Linoleum flooring starts with a selection of natural ingredients. The seeds of the flax plant are pressed to create linseed oil, the principal ingredient of linoleum floors. The linseed oil is oxidized, forming the base of the linoleum mixture. This occurs either through exposure to air, which gives the oil a malleable consistency, or heat thickening until it forms a rubbery mass. This altered linseed oil is then ground up to be mixed with the other elements.

Oxidized linseed is combined with pine rosin, a binding agent that gives linoleum floors extra flexibility and strength. Wood flour is added to guarantee a smoother surface and bind pigments together so your linoleum floors will never fade. Cork flour and ground limestone are sometimes included as well. Pigments sourced from natural materials are added to create unique colors and patterns. This mixture is known as linoleum cement.
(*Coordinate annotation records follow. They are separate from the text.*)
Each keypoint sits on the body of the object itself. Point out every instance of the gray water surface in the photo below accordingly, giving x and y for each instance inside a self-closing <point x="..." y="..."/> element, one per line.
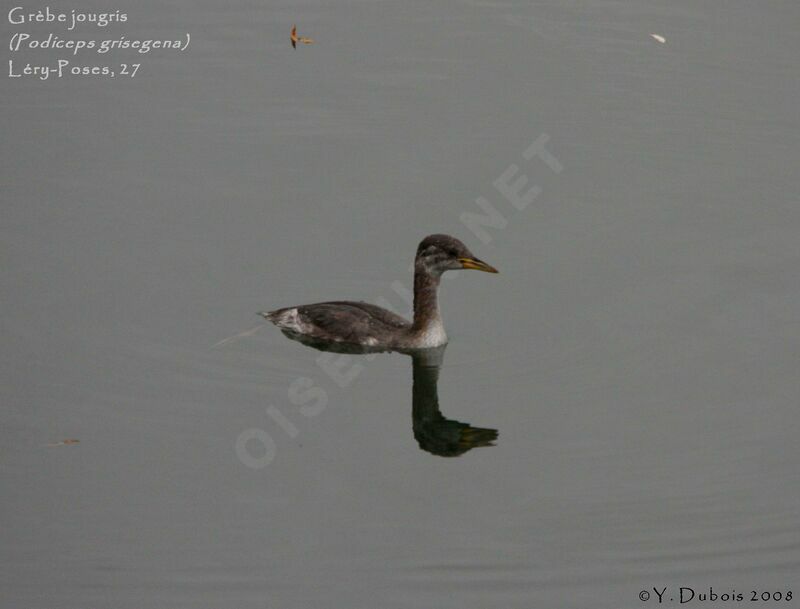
<point x="638" y="352"/>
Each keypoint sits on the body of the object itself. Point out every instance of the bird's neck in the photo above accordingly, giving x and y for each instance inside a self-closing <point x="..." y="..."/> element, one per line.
<point x="427" y="319"/>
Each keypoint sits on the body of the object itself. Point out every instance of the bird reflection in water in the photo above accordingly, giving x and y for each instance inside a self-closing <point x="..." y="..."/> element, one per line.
<point x="434" y="432"/>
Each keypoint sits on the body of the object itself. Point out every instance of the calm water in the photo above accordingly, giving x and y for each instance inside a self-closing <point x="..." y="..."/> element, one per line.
<point x="637" y="355"/>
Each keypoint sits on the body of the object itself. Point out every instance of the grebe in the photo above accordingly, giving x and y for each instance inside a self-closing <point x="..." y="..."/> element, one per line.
<point x="368" y="325"/>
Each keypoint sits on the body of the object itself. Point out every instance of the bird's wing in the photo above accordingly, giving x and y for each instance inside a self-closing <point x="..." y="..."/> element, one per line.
<point x="350" y="320"/>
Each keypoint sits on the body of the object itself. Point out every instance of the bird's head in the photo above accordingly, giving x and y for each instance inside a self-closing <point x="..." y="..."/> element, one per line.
<point x="440" y="253"/>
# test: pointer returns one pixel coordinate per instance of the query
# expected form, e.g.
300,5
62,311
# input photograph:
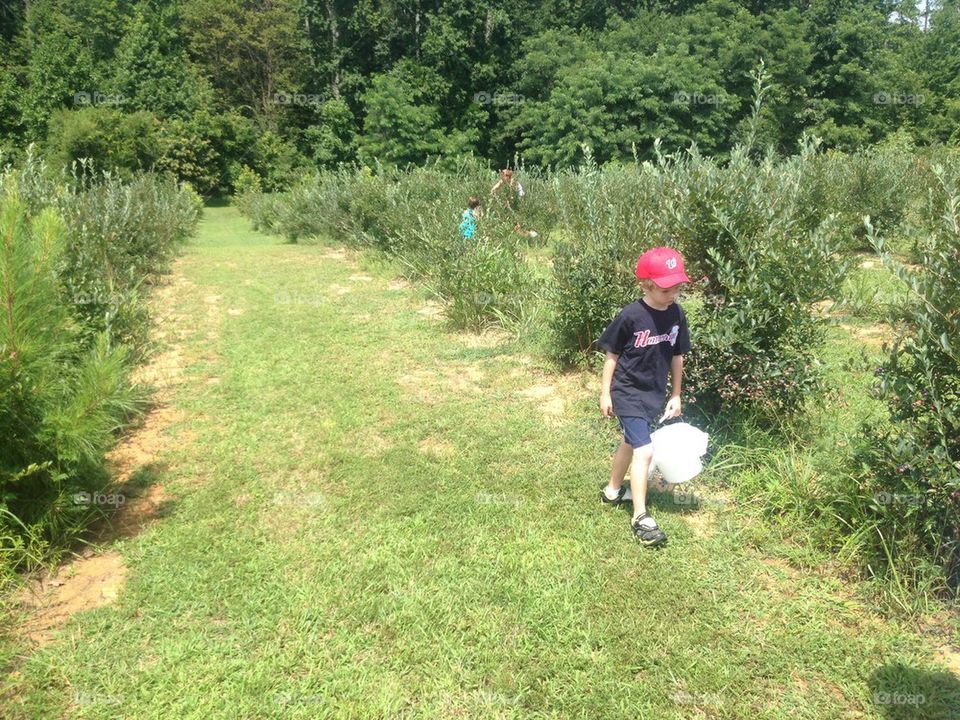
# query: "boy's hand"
606,405
673,408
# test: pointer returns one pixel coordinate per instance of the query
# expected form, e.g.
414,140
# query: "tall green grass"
769,243
75,261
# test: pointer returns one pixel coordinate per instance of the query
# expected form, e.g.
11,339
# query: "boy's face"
664,297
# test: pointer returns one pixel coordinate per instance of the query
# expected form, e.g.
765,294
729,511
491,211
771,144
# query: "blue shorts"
636,431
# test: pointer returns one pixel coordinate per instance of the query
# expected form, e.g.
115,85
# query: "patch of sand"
431,309
436,448
432,386
84,584
949,655
490,337
874,335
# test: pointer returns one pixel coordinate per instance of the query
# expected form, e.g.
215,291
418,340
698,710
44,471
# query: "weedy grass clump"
78,253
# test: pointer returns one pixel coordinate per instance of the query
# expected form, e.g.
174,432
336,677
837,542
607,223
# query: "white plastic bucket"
677,450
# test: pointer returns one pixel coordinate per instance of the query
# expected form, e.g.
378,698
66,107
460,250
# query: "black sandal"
648,537
618,499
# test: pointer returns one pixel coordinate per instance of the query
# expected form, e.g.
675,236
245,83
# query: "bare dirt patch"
874,335
93,580
436,448
949,655
432,386
486,339
431,309
84,584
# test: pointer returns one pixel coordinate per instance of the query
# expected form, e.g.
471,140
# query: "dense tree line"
213,89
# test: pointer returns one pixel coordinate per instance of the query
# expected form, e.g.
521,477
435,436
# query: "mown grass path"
374,517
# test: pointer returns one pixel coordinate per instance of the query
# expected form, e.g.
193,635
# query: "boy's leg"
639,467
621,463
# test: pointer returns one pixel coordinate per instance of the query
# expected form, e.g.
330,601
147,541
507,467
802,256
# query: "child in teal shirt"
468,226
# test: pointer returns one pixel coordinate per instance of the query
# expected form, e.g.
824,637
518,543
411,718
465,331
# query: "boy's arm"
606,403
676,381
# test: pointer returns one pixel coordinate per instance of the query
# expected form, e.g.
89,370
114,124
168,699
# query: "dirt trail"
96,578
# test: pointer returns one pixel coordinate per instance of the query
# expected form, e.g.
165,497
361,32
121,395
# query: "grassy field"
369,516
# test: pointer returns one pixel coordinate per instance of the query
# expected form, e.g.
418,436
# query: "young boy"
468,225
644,342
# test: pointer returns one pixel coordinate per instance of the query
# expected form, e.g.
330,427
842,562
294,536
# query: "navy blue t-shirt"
646,341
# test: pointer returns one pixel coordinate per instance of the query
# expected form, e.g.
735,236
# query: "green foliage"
911,466
60,400
402,118
757,339
121,235
111,139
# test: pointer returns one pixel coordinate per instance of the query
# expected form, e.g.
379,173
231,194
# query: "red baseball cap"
662,265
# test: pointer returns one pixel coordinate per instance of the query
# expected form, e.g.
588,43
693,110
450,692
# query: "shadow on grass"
143,501
901,692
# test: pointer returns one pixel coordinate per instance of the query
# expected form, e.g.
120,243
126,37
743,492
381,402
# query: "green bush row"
75,256
766,240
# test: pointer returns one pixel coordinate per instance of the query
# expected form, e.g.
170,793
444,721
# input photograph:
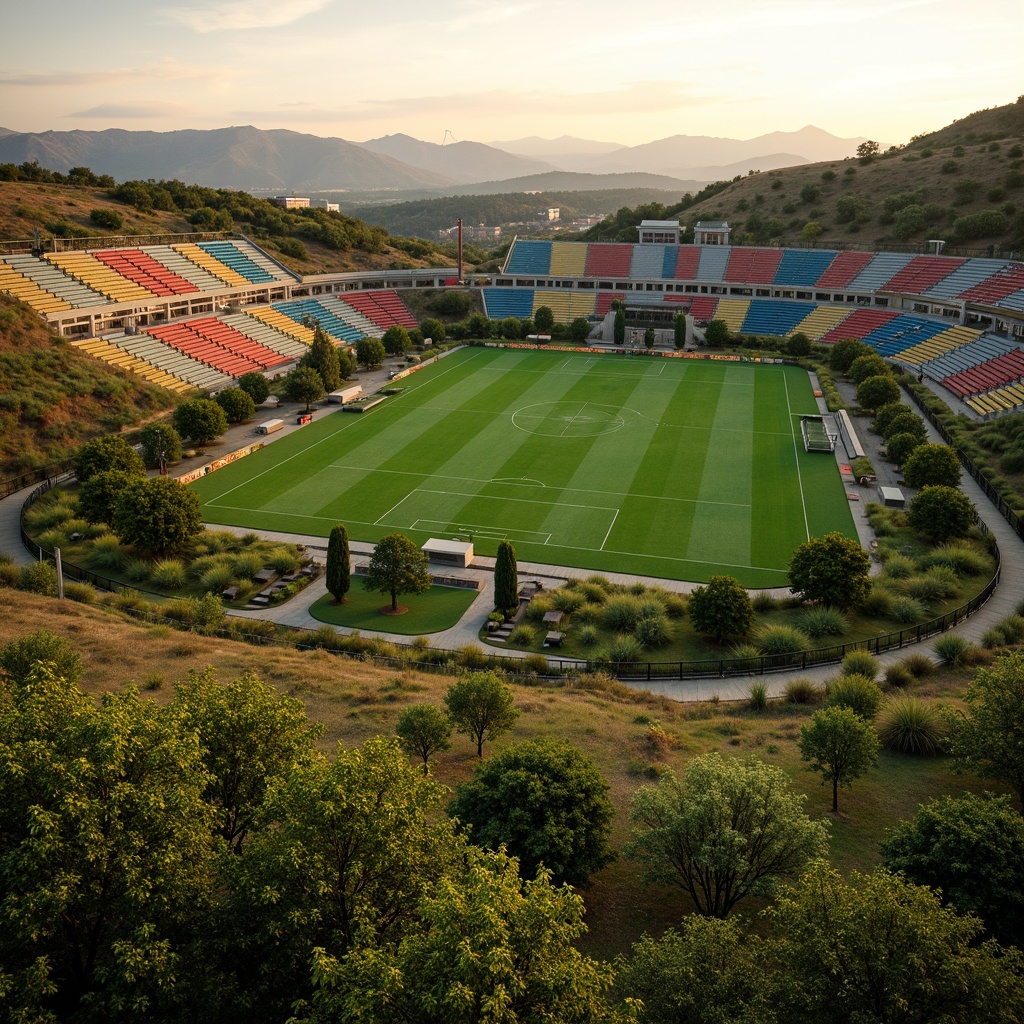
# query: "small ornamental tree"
339,568
238,404
481,707
873,392
932,465
103,454
547,803
397,566
941,513
370,352
721,609
830,569
506,579
157,515
396,340
304,384
201,420
840,744
257,386
424,729
160,440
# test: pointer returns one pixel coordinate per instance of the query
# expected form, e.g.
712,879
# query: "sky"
501,70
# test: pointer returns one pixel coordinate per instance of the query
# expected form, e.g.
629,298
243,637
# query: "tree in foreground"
971,849
877,948
481,707
304,384
721,609
987,733
941,513
840,744
370,352
423,730
237,403
932,465
546,803
160,441
506,579
104,454
397,566
832,569
730,829
157,515
487,946
339,565
201,420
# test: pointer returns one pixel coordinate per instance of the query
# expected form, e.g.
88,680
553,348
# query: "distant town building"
712,232
659,231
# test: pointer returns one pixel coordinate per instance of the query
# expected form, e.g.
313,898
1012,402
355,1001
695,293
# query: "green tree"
157,515
486,946
729,830
717,333
396,340
370,352
19,656
932,465
878,391
339,564
304,384
98,496
840,744
832,569
104,854
710,971
506,579
201,420
160,441
987,733
249,735
481,707
970,849
546,803
721,608
238,404
544,320
323,356
877,948
104,454
424,729
941,513
397,566
256,386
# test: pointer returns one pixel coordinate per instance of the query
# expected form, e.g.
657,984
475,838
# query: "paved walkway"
295,612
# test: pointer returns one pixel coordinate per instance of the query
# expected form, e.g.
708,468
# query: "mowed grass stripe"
446,455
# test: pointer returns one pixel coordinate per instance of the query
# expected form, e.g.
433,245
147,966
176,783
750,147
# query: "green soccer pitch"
681,469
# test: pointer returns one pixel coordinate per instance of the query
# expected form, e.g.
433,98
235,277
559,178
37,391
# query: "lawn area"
675,468
436,609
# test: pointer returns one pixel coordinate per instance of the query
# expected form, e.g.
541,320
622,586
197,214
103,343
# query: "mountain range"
280,160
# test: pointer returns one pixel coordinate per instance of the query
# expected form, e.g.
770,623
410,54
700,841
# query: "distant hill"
223,158
459,162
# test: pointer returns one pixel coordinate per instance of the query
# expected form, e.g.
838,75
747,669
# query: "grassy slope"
355,700
700,478
53,397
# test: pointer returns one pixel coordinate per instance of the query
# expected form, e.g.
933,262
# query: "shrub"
781,640
951,650
859,663
168,573
908,726
823,622
859,693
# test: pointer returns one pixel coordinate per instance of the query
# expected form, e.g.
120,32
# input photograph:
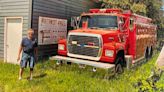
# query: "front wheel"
119,65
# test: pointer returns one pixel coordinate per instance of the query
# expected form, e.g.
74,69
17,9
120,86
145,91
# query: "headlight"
60,47
109,53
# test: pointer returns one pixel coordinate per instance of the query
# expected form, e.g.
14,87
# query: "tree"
149,8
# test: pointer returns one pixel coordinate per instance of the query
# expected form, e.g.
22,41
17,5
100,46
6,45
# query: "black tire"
151,53
119,65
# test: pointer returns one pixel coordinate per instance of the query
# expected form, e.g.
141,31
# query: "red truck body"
106,34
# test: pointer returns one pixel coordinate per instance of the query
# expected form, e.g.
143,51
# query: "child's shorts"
27,59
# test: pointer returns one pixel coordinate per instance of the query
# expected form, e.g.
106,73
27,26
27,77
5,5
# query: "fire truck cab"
109,36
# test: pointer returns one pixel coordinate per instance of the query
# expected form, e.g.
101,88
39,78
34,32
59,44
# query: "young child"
28,48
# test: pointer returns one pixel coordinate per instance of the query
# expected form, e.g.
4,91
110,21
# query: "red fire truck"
107,38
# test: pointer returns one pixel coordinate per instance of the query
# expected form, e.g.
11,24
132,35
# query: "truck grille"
84,45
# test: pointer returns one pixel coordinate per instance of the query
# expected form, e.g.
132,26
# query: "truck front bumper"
84,62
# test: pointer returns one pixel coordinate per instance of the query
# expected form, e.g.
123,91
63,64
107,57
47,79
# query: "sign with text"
50,30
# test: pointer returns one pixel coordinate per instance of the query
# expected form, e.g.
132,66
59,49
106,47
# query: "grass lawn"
49,78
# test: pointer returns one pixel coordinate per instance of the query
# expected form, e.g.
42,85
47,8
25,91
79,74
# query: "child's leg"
21,73
31,64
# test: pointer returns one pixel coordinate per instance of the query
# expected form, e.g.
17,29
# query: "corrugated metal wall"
58,9
13,8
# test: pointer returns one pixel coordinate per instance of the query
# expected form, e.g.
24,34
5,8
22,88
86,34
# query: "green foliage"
69,78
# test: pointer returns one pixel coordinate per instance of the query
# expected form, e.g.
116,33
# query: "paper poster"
51,30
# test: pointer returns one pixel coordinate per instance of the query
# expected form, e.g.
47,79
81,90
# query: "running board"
84,62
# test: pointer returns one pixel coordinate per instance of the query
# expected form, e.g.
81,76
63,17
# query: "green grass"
66,78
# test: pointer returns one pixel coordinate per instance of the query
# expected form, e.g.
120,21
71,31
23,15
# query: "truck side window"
131,24
122,24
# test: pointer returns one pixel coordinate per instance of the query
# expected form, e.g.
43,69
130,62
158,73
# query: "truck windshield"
100,21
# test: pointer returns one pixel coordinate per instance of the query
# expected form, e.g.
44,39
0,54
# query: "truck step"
85,62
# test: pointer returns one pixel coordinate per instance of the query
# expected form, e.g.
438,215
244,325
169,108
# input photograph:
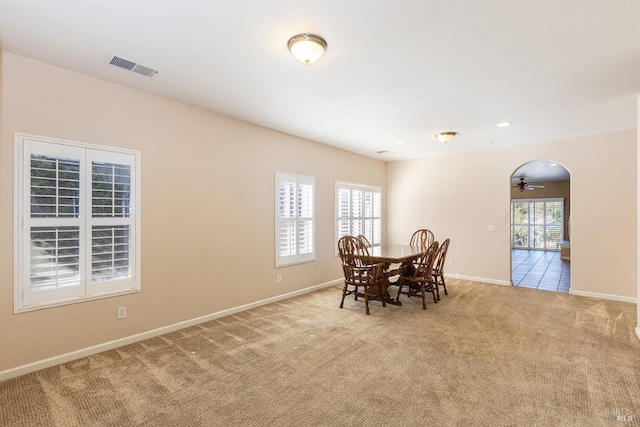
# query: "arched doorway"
540,226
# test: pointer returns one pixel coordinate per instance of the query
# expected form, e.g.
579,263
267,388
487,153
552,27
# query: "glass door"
537,223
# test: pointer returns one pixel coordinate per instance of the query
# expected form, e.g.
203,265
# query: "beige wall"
207,206
460,195
551,190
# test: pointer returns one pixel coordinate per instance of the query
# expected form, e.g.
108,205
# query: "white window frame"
531,225
85,284
374,236
300,247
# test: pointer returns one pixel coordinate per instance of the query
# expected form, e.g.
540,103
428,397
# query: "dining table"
396,260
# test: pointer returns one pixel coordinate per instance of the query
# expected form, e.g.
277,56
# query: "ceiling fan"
526,186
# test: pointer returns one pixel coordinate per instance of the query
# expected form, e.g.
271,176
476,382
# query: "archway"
540,209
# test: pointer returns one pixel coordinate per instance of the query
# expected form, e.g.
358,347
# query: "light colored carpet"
485,355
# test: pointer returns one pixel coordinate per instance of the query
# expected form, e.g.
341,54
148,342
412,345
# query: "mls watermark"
620,415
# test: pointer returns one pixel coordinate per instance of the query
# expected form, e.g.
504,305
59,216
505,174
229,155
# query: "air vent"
129,65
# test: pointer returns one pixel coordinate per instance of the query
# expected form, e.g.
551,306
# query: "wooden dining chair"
438,268
364,240
359,271
421,280
422,238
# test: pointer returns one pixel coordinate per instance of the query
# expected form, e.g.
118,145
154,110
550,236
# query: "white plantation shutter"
295,219
358,211
76,209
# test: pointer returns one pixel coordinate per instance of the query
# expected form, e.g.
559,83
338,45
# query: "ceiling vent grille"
129,65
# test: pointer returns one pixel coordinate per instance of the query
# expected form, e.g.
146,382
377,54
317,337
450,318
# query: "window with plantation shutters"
359,211
77,222
295,219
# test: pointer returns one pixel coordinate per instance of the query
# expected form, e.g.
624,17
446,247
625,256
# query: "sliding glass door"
537,223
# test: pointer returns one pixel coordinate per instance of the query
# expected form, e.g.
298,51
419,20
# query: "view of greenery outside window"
537,223
359,211
295,217
78,220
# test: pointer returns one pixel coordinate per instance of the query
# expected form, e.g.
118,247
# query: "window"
359,211
77,222
537,223
295,219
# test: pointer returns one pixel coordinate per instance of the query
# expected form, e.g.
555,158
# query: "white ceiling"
394,71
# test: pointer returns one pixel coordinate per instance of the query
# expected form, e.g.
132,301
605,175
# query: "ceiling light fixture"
307,48
445,136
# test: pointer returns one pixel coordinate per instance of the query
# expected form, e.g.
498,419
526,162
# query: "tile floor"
540,270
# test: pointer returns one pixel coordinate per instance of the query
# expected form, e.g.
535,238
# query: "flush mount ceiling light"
307,48
445,136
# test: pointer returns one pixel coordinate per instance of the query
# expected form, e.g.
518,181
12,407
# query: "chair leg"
344,294
444,285
384,304
433,292
400,284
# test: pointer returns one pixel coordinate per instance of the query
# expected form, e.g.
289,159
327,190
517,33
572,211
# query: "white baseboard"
603,296
479,279
78,354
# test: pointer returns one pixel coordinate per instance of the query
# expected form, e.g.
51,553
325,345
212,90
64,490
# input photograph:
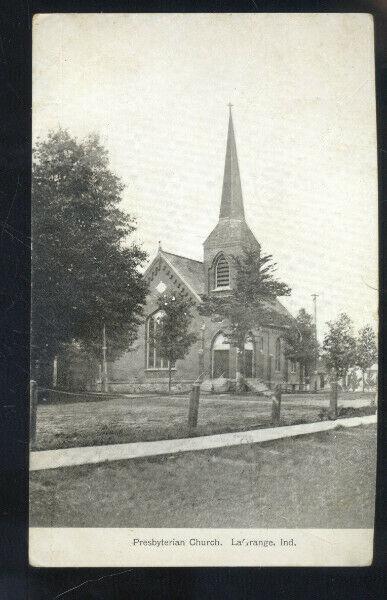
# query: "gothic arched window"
222,272
278,355
153,360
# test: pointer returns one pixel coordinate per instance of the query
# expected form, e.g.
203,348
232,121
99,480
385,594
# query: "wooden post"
55,372
333,400
33,409
105,385
276,406
194,406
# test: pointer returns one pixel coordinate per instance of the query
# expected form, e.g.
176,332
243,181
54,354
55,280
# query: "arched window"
222,273
153,361
278,355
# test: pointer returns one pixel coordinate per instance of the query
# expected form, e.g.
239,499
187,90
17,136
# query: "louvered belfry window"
222,273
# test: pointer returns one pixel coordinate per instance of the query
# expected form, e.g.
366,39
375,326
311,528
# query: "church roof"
191,271
231,206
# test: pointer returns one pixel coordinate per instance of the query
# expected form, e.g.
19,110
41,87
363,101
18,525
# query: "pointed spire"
231,206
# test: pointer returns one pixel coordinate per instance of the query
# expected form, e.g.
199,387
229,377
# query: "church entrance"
220,357
248,363
249,359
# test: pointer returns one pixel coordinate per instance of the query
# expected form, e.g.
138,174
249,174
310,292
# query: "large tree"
301,343
339,346
251,299
172,335
85,269
366,350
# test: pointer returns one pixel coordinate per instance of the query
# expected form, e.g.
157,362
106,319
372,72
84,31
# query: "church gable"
169,272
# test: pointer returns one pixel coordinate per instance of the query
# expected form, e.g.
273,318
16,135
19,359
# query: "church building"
211,358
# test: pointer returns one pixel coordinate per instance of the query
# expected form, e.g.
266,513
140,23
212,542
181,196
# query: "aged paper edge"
110,547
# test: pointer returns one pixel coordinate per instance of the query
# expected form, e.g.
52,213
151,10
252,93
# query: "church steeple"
231,235
231,206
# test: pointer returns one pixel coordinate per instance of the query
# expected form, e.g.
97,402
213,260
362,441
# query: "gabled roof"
191,271
191,274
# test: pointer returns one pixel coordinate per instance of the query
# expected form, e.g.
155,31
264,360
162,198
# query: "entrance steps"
258,387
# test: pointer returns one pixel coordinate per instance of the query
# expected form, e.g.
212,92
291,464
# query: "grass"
322,480
125,419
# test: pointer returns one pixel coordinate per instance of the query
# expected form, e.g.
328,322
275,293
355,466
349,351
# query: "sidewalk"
69,457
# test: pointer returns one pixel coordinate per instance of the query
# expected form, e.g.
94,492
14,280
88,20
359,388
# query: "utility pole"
315,296
104,361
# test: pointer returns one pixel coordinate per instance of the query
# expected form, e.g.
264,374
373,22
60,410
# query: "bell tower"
231,234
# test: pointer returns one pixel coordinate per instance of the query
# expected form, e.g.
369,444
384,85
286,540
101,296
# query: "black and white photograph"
204,319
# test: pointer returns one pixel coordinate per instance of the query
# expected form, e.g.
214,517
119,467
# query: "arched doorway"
249,359
220,357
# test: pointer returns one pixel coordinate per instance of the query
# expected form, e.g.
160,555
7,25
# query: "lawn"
322,480
129,419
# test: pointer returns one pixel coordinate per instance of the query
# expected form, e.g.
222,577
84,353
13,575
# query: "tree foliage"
301,344
366,350
84,271
339,345
251,299
172,336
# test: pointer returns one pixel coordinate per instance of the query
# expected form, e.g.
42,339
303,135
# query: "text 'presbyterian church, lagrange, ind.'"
211,357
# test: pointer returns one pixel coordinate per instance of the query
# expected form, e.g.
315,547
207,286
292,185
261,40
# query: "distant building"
212,356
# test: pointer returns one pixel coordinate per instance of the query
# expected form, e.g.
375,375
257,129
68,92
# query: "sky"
156,87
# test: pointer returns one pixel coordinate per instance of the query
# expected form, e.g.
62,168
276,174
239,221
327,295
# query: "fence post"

The linoleum cement is calendared, a process in which two cylinders roll the mixture out onto the jute backing. This essentially creates the floor, rolling the surface out until it's smooth. The final step is curing, in which the linoleum floors are dried in ovens for three to six weeks. These ovens are made up of racks which can reach fifty feet high, and some can accommodate rolls of linoleum up to a mile in length. The curing process gives linoleum floors their resilience and flexibility.

Linoleum flooring is ready to be installed after being rolled onto a core. While some linoleum floor types are manufactured with a protective pyroxylin lacquer finish, many are not. You will likely have to polish your linoleum floors to help prevent staining and give your floor some extra shine. Newly installed linoleum floors may have variations in shade and color which will dissipate within a few weeks as your floors acclimate.